Because of the lack of chemistry and the miscasting, the first third of the movie chugs along at an intolerably slow pace. It’s not until we get to Manderley that things start to pick up, and that’s only because of the incredible Kristin Scott Thomas as Mrs. Danvers. With her crimson lipstick and severe updo, she exudes the sense of rigid, upper-crust menace that Armie Hammer so painfully lacks. Finally, there is someone to add mystery and suspense to a film that is supposed to be a suspenseful mystery!
But even with Kristin Scott Thomas lurking and plotting, there is just so much missing from the rest of this movie.
First, where are the rhododendrons? In the novel, the narrator spends a lot of time describing these flowers, specifically how they were “slaughterous red, luscious and fantastic.” The rhododendrons symbolize the overpowering sense of death that hangs over Manderley, as well as Rebecca’s presence still lingering in the halls. But a movie as dense as this has no time for symbols, so instead of blood-red rhodedendrons, we get a single dream about vines (?) and a lot of mirrors.
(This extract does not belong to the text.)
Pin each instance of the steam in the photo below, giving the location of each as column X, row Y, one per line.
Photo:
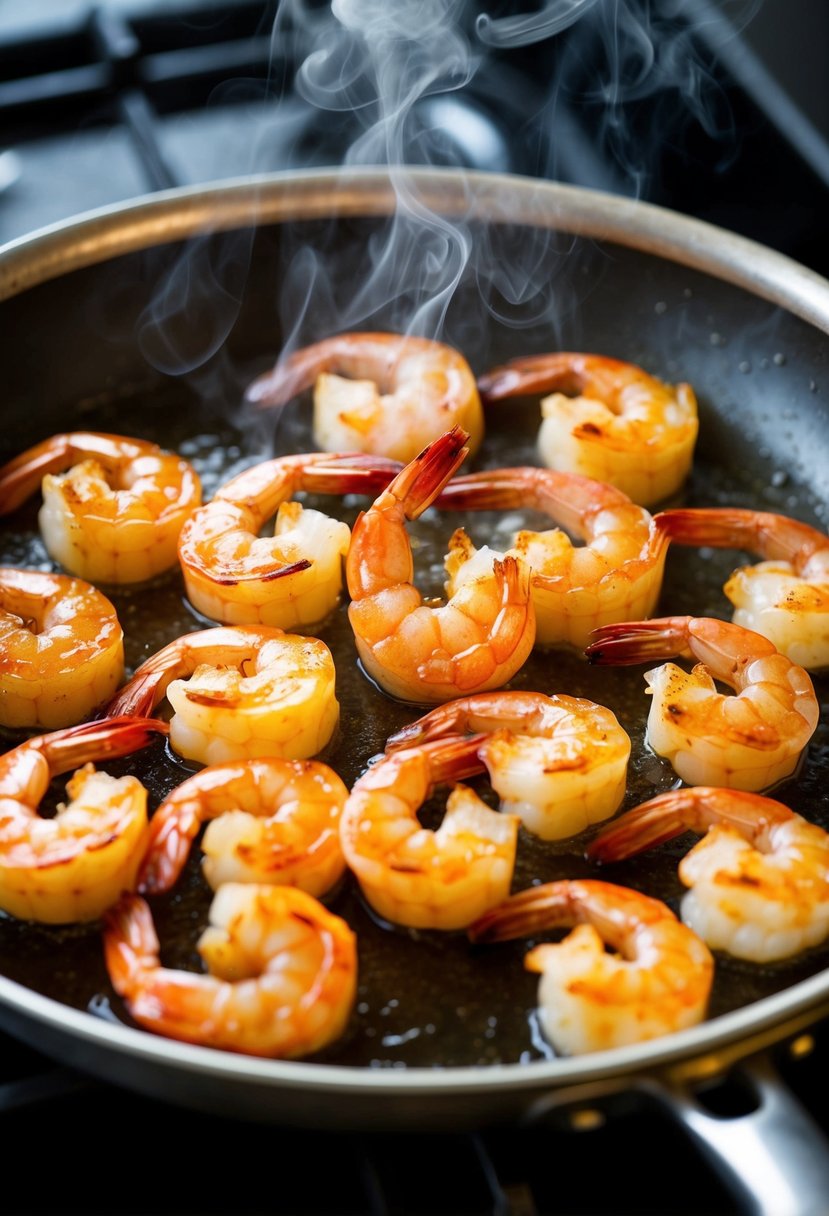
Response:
column 382, row 77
Not good enough!
Second, there is absolutely no suspense. The whole novel revolves around the dark secret of Rebecca’s sudden death, and the narrator’s paranoid fear that Maxim is still in love with his deceased wife. As readers, we see everything from the narrator’s point of view, so with each glimpse at that dark secret, the tension grows, until finally we get the big reveal at the novel’s climax. Daphne du Maurier knew how to write suspense, and even though all this movie had to do was follow her guidelines, they failed to replicate even an iota of that suspense. I kid you not, when Maxim finally revealed the truth of Rebecca’s death, my friends and I said, “that’s it?” It should be a crime to reveal such a significant plot point with such little fanfare. They might as well have been talking about afternoon tea for the amount of suspense in that scene.
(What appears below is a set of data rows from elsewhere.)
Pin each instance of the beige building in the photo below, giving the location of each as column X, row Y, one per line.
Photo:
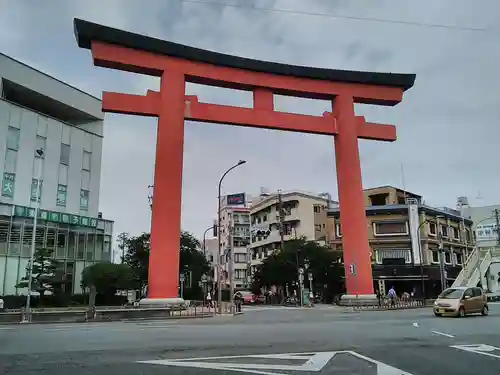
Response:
column 305, row 216
column 404, row 240
column 235, row 234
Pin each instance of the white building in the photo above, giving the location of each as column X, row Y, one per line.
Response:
column 39, row 112
column 305, row 216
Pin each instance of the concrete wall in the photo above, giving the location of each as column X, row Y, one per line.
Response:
column 50, row 87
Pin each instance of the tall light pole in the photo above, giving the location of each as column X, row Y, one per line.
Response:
column 39, row 153
column 219, row 291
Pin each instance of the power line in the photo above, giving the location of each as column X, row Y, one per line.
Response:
column 330, row 15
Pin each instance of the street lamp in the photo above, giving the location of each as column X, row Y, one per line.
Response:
column 219, row 291
column 39, row 154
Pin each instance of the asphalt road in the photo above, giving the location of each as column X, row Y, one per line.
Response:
column 279, row 341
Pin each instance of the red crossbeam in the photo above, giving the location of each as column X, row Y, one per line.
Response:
column 149, row 105
column 121, row 58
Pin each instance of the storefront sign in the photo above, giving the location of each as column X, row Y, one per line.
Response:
column 236, row 199
column 487, row 232
column 55, row 217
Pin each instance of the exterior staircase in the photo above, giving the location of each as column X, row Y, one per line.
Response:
column 476, row 267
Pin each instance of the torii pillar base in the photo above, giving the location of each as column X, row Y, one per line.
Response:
column 358, row 300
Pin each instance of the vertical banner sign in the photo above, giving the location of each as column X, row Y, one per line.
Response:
column 414, row 231
column 236, row 199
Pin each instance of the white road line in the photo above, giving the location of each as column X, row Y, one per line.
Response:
column 443, row 334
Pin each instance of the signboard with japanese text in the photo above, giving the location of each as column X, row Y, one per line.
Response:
column 236, row 199
column 55, row 217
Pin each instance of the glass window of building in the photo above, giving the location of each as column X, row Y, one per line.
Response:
column 84, row 199
column 4, row 233
column 15, row 239
column 70, row 238
column 80, row 253
column 13, row 136
column 10, row 161
column 87, row 159
column 85, row 180
column 8, row 184
column 36, row 189
column 63, row 174
column 65, row 153
column 40, row 144
column 38, row 165
column 62, row 195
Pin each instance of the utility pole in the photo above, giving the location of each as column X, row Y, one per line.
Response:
column 281, row 220
column 497, row 219
column 231, row 261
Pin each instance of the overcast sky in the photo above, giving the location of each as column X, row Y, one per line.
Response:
column 448, row 124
Third, the movie makes no attempt to examine the deeper themes of the novel. Instead of examining Maxim’s desire to control the naive young narrator by hiding his past, restricting relevant information, and emotionally neglecting her, the movie explains this abusive behavior away as a consequence of the trauma he experienced after Rebecca’s death. Instead of questioning the gender roles at play in Maxim and Rebecca’s tumultuous relationship, and the events leading up to her death, the movie feels perfectly fine with keeping Rebecca as the villain, and Maxim as the tortured romantic hero. It’s a shallow adaptation of a much deeper book, and the kind of film that prefers to have an easy ending instead of a faithful one.
Final consensus: The 2020 adaptation of Rebecca is like an impression of the novel, one that captures the sparsest outlines of the original, and none of its depths. Apart from the brilliant Kristin Scott Thomas as Mrs. Danvers, the casting is off and there is no mystery or suspense. If there is anyone being introduced to Rebecca through this film, they’ll probably come away with a far different idea of it than what du Maurier intended. I hope they’ll give the original novel a try, or even the 1940 film, because at least that one knew what it was doing.